The pipeline creates this directory structure:
working_dir/
1_fif_filter/ - Preprocessed .fif files (for comparison)
2_pt_input/ - Preprocessed .pt files (model input)
3_pt_output/ - Model output .pt files
4_fif_output/ - Final reconstructed .fif files
FIGURES/ - Comparison plots
For detailed documentation on any function, use help():
import zuna
help(zuna.preprocessing)
help(zuna.inference)
help(zuna.pt_to_fif)
help(zuna.compare_plot_pipeline)Preprocess .fif files to .pt format (resample to 256 Hz, filter, epoch into 5s segments, normalize).
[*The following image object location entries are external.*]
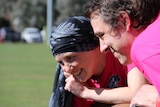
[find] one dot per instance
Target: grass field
(26, 75)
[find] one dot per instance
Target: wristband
(158, 101)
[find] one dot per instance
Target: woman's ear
(124, 19)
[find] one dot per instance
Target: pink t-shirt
(114, 75)
(145, 53)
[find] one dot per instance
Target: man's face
(79, 64)
(117, 40)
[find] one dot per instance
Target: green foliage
(26, 75)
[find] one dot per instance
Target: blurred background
(27, 66)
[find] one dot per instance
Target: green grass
(26, 75)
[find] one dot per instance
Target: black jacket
(60, 97)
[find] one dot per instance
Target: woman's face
(79, 64)
(117, 40)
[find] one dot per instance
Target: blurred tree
(67, 8)
(24, 13)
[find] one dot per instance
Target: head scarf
(74, 34)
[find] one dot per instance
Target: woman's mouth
(78, 75)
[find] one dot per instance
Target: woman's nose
(103, 47)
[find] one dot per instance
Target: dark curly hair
(141, 12)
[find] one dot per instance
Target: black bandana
(75, 34)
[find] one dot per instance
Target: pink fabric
(145, 53)
(113, 68)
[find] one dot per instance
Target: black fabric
(74, 34)
(60, 97)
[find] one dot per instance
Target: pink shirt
(145, 53)
(114, 75)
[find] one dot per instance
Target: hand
(145, 97)
(74, 86)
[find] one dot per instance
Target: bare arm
(117, 95)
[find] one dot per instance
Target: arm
(116, 95)
(146, 96)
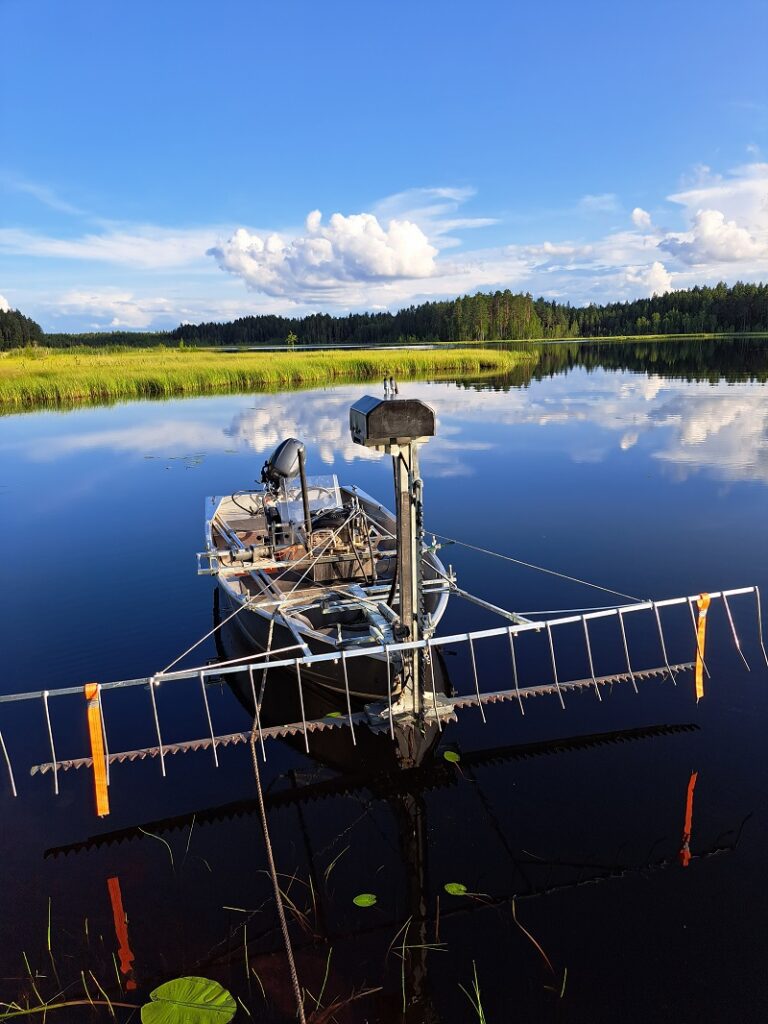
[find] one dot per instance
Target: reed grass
(38, 378)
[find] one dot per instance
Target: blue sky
(162, 163)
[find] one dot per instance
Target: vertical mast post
(397, 426)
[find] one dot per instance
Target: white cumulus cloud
(713, 239)
(653, 280)
(346, 250)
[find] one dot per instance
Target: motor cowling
(283, 464)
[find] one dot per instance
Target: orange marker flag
(96, 734)
(688, 826)
(704, 604)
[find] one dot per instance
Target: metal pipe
(305, 500)
(368, 651)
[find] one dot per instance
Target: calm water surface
(652, 480)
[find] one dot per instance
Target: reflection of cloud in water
(721, 427)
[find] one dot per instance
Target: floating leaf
(455, 889)
(365, 899)
(188, 1000)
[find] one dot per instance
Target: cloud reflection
(721, 428)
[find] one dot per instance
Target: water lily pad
(188, 1000)
(365, 899)
(455, 889)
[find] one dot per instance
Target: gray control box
(376, 422)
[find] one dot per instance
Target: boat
(307, 566)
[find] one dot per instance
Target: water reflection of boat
(307, 566)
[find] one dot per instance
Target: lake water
(641, 468)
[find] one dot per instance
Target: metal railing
(384, 717)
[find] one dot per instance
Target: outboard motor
(286, 462)
(283, 464)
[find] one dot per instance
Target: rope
(275, 884)
(530, 565)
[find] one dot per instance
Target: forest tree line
(483, 316)
(17, 331)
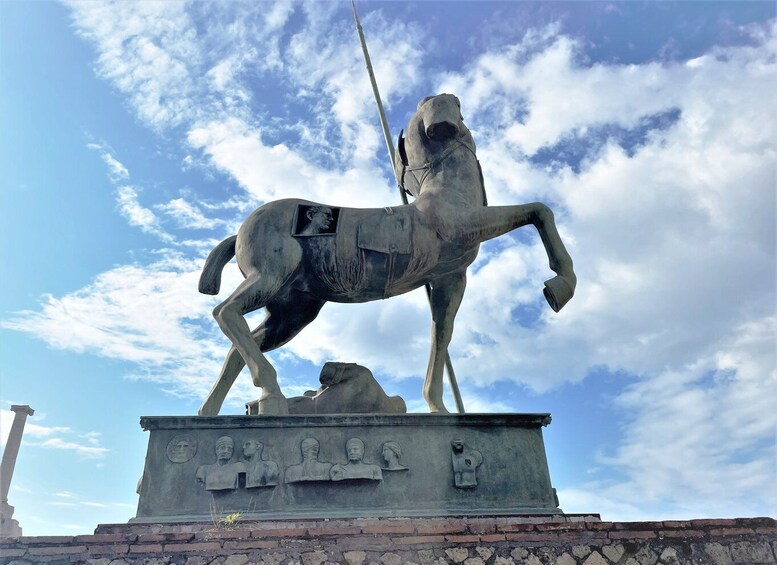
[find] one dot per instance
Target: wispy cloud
(55, 437)
(87, 451)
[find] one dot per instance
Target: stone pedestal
(337, 466)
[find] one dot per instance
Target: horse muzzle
(441, 117)
(442, 131)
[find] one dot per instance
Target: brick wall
(559, 540)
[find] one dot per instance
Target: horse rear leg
(486, 223)
(253, 293)
(444, 300)
(284, 320)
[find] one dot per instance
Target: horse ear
(401, 148)
(421, 103)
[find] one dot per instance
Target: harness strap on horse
(429, 165)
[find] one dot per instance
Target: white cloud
(31, 429)
(117, 171)
(86, 451)
(51, 440)
(188, 215)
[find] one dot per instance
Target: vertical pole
(7, 525)
(390, 146)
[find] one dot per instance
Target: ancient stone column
(8, 526)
from zuna import preprocessing
preprocessing(
input_dir="path/to/fif/files",
output_dir="path/to/working/2_pt_input",
apply_notch_filter=False, # Automatic line noise removal
apply_highpass_filter=True, # 0.5 Hz highpass
apply_average_reference=True, # Average reference
target_channel_count=['AF3', 'AF4', 'F1', 'F2'], # Add channels from 10-05 montage
bad_channels=['Cz', 'Fz'], # Zero out known bad channels
preprocessed_fif_dir="path/to/working/1_fif_filter", # Save filtered .fif for comparison
)Note: Sampling rate (256 Hz), epoch duration (5s), and batch size (64 epochs per file) are fixed to match the pretrained model and should not be changed.
Run the ZUNA model on preprocessed .pt files. Model weights are downloaded from HuggingFace automatically.
from zuna import inference
inference(
input_dir="path/to/working/2_pt_input",
output_dir="path/to/working/3_pt_output",
gpu_device=0, # GPU ID (default: 0), or "" for CPU
tokens_per_batch=100000, # Increase for higher GPU utilization
data_norm=10.0, # Normalization denominator (ZUNA expects std=0.1)
diffusion_cfg=1.0, # Classifier-free guidance (1.0 = no cfg)
diffusion_sample_steps=50, # Diffusion steps
plot_eeg_signal_samples=False, # Plot per-sample reconstructions (slow, for debugging)
inference_figures_dir="./FIGURES", # Where to save per-sample plots
)Convert model output .pt files back to .fif format, reversing normalization and stitching epochs back together.
from zuna import pt_to_fif
pt_to_fif(
input_dir="path/to/working/3_pt_output",
output_dir="path/to/working/4_fif_output",
)Generate comparison plots between pipeline input and output.
from zuna import compare_plot_pipeline
compare_plot_pipeline(
input_dir="path/to/original/fif/files",
fif_input_dir="path/to/working/1_fif_filter",
fif_output_dir="path/to/working/4_fif_output",
pt_input_dir="path/to/working/2_pt_input",
pt_output_dir="path/to/working/3_pt_output",
output_dir="path/to/working/FIGURES",
plot_pt=True, # Compare .pt files (epoch-level)
plot_fif=True, # Compare .fif files (full recording)
num_samples=2, # Number of files to compare
)Input .fif files must have a channel montage with 3D positions. If your files don't have one:
import mne
raw = mne.io.read_raw_fif('data.fif', preload=True)
montage = mne.channels.make_standard_montage('standard_1005')
raw.set_montage(montage)
raw.save('data_with_montage.fif', overwrite=True)For more information please see our technical whitepaper and blog. If you find ZUNA useful in your work, please cite accordingly.
Organizations or researchers interested in collaborating with Zyphra to improve future versions for specific needs or use cases should contact bci@zyphra.com.
This software and related services ("Services") are provided for research use only and are not intended for use in the diagnosis, cure, mitigation, treatment, or prevention of any disease or health condition. The Services have not been validated for any medical or clinical use. The information provided through the Services is for general informational purposes only and is not a substitute for any professional medical or healthcare advice. We do not warrant that any information provided through the Services is accurate, complete, or useful to you. Any reliance you place on such information is strictly at your own risk.